First time home buyers are sometimes considered a “pump primer” in real estate. Buying an initial home typically means buying from someone else who then buys another home. And on it goes. But it’s often that first time buyer that starts the ball rolling and why they’re encouraged to stop renting and start owning. This group is so important that many state agencies and mortgage companies offer loan programs that cater to first time buyers with special incentives. The incentives could be a lower rate or a contribution toward closing costs and even assistance with a down payment.

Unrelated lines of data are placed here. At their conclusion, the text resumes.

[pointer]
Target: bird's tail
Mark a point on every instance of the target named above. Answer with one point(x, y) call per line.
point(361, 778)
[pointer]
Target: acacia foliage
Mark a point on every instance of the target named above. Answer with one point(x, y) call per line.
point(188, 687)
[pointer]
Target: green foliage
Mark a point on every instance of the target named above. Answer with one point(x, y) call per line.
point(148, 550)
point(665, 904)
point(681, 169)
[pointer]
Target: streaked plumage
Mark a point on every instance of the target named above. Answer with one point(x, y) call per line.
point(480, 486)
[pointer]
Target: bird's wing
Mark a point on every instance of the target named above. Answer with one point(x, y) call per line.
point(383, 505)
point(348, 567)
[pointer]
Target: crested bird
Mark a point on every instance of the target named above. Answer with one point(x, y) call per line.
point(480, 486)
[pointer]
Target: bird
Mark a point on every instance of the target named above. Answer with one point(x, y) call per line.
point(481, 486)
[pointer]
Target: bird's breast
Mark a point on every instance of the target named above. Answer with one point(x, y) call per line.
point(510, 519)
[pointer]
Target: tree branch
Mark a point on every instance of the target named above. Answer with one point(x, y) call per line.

How does a lender know if someone is a first time buyer? By asking. Lenders who have access to programs such as a Down Payment Assistance product, will ask the applicant at the early stages of prequalification. A lender will also want to know how many funds are available to close on a home purchase, which includes not just the down payment, but associated closing costs and cash reserves as well. If the applicant responds with “selling my home” then a first time buyer program won’t apply.
Depending upon where the subject property is located, there may be grants available to help with funds needed to close. Grants are funds issued to first time buyers that do not have to be paid back. Many such programs do ask that the applicants live in the property for at least three years and if that’s the case, when the home is sold, the grant is forgiven. Various government agencies can also participate in the first time buyer market with loan programs that offer discounted interest rates. There will typically be certain income limitations for such programs, which limit the amount of household income of the applicants. Or, homes located in underserved markets may also work only with first time buyers. There are different variants depending upon the location of the property but most such programs do carry these guidelines.
Someone can qualify for a first time buyer incentive even if they’ve owned a home before. At first glance that doesn’t make a whole lot of sense, but most programs require someone to not have owned a home within the previous three years. If that litmus test is passed, someone may qualify for a first time buyer program after all. Lenders can ask about previous home ownership but can also look at a credit report for the applicants to see if there is a mortgage account listed. The credit report will report the mortgage account and provide dates when the mortgage was originally issued and when it was paid off. If the mortgage was retired more than three years ago, the report will say so. If the mortgage was retired less than three years, the applicant would not be approved for a first time home buyer loan program.
Finally, if a couple buys a home together, there’s the possibility one will be a first time buyer and the other having owned a home before. In this instance, the loan would not be considered for a first time buyer program because one of the borrowers was a previous homeowner.